Gazze kırgınlığı bir kırılmaya döner mi?

Gazze’de insanlık krizi şimdiden siyasi kırılmalara neden olmaya başladı.

ABD’nin Michigan eyaletindeki Demokrat Parti başkanlık önseçiminde 101 bin seçmen oy vermeye gitti ve Biden’ın İsrail yanlısı politikasını protesto için oy seçeneklerinden “kararsız”ı işaretledi.

Rakipsiz Biden, önseçimi kazandı ama yüzde 13 ile Gazze tepkisi ikinci sırada çıktı.

“Biden’e salla”, “Biden’a yalnız bırak” kampanyalarını düzenleyenlerin hedefi 10 bin seçmeni “kararsız” oy vermeye götürmekti.

Özellikle hedef kitle de Michigan’da Müslüman ve Araplardı.

Ama onların beklentilerini de aşan bir tepki ortaya çıktı. Özellikle genç seçmenler kararsız oy vermek için sandıklara gitmişti.

Biden için büyük bir uyarıydı bu.

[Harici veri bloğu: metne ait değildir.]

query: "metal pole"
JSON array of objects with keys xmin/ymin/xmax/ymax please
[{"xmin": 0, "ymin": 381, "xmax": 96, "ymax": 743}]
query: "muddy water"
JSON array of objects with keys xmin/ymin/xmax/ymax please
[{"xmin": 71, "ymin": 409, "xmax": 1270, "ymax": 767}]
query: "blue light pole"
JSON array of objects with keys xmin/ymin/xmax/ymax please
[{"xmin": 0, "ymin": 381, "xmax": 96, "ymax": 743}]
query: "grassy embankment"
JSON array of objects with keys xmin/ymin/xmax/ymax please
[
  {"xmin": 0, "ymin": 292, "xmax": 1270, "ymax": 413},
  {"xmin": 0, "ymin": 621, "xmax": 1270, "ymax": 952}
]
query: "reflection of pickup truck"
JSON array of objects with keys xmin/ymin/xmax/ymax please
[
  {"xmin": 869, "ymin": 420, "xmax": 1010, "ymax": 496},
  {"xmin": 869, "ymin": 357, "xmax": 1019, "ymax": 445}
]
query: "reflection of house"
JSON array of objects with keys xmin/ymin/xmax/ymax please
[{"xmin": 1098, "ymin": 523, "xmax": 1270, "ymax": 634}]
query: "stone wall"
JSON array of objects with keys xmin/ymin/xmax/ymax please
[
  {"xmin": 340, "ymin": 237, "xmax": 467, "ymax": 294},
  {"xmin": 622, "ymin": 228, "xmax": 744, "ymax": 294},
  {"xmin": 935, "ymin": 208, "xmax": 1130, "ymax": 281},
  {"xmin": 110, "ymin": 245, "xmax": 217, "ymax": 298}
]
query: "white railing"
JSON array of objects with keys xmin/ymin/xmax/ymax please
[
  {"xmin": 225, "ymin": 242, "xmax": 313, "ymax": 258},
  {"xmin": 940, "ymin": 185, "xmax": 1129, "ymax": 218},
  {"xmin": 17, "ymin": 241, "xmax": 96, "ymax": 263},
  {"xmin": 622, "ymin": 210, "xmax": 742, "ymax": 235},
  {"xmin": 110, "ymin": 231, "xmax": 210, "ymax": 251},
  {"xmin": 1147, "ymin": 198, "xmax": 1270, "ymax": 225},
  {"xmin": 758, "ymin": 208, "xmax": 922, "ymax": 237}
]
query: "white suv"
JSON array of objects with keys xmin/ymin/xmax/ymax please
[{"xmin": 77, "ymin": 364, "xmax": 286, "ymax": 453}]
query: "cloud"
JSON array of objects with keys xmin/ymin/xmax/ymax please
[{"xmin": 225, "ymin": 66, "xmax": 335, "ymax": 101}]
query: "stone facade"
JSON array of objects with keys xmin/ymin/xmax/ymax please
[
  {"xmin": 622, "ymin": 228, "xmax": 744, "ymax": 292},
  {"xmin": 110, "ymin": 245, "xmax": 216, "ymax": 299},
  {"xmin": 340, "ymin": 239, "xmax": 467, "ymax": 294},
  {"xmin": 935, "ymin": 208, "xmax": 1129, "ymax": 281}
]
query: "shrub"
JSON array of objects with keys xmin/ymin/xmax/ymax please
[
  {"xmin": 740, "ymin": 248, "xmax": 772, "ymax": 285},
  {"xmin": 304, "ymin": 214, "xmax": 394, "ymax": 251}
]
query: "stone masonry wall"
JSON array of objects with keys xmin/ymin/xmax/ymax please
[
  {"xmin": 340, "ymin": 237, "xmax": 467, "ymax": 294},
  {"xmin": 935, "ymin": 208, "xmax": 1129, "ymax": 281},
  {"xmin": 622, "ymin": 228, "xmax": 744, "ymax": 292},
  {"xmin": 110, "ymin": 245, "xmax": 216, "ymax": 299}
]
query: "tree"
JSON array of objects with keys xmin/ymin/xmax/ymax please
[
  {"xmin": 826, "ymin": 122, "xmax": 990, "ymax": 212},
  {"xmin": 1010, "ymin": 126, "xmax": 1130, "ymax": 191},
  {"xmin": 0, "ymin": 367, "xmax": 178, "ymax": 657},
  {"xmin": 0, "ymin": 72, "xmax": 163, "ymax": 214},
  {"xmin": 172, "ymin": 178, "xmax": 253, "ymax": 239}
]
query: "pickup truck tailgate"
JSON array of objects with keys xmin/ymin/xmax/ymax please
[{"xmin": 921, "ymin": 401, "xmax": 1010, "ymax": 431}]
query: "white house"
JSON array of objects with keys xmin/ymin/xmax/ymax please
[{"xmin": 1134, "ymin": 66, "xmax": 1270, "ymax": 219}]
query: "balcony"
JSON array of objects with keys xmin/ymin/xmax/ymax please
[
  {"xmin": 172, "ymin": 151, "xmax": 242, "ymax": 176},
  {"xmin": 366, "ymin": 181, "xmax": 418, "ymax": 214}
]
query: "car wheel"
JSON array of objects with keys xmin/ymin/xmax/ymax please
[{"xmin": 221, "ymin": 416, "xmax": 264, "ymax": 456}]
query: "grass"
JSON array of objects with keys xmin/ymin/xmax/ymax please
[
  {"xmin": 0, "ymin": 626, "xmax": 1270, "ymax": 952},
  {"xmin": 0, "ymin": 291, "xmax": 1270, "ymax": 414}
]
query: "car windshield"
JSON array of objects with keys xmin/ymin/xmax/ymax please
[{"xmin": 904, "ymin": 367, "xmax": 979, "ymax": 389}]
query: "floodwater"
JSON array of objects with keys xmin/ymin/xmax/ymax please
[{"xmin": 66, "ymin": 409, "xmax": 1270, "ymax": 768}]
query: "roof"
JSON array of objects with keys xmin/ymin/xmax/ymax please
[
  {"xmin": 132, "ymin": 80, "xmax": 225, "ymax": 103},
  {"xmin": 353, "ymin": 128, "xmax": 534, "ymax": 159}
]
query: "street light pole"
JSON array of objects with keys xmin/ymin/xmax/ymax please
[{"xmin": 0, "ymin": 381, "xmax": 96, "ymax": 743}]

Çünkü Michigan swing yani sallanan (swinger değil tabii) Demokratlar ile Cumhuriyetçiler arasında gidip gelen eyaletlerden.

2020’de Biden, Trump’ı sadece 150 bin oyla geçip eyaleti almıştı.

Herhalde bu korkuyla Biden, İsrail’e karşı tavrını biraz sertleştirdi. Gazze’ye havadan yardım malzemesi attırdı. Bunu da bizzat anonsladı. ABD hala BM ateşkes çağrılarını vetolarken, başkan yardımcısı Harris, acil ateşkes çağrısı yaptı.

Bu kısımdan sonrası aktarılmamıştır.